“Pre-crisis, as a result of vibrant competition, mortgage bankers made a profit of just 0.156% ($312 on a $200,000 mortgage), as a result of substantially reduced competition (from failures and dramatically increased regulation), post-crisis mortgage bankers made a profit of 0.615% ($1,230 on a $200,000 mortgage). That’s a whopping 294% increase in profits post-crisis…
…consumers may not care about this today, because its “lost” within historically low mortgage rates. But they will when rates rise. Today’s historically high industry profit margins don’t seem right to me, given the industry is mostly just packaging loans for the government (Fannie, Freddie, FHA, and VA) and takes on no credit risk. Consumer Financial Protection Bureau where are you? I know where.

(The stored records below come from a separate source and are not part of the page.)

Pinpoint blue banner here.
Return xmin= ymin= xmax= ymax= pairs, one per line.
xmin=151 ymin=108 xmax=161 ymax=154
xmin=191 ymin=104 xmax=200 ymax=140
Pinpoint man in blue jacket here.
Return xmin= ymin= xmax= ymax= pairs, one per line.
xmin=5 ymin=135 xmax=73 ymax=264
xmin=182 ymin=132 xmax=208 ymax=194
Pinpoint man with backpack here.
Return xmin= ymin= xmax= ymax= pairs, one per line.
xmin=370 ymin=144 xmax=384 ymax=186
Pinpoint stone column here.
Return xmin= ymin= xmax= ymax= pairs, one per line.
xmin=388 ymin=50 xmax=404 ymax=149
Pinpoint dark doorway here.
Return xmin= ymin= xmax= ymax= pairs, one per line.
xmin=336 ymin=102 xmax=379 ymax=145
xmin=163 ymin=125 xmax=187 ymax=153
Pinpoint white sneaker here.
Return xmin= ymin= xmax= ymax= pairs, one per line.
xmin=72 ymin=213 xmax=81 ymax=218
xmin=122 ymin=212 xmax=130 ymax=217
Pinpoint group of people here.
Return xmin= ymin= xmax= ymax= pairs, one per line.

Still messing around with form-over-substance rules and regulations.”, Mike Perry, former Chairman and CEO, IndyMac Bank
Excerpt from June 2015 Mortgage Industry Newsletter:
The MBA Performance Report shows the following profit per loan (based on dollar volume of production):
2014 | 2013 | 2012 | 2011 | 2010 | 2009 |
---|---|---|---|---|---|
34.1 bps | 60.9 bps | 107.9 bps | 50.6 bps | 54.3 | 61.3 bps |
If you lack historical perspective, it would be very easy to look at these numbers and conclude that mortgage banking generally delivers around 50-60 bps profit per loan, and you’d see that it averaged 61.5 bps for 2009-2014. That would be nice, but it’s more like the Biblical thing of seven good years followed by seven bad years. Here are the previous and not so good years.
2008 | 2007 | 2006 | 2005 | 2004 |
---|---|---|---|---|
12.8 bps | 10.6 bps | 22.8 bps | 18.7 bps | 14.5 bps |
Mortgage banking profits are like the children’s rhyme, “When she was good, she was very, very good, and when she was bad, she was horrid.” For these five years above, the average profit per loan was 15.6 bps. Horrid.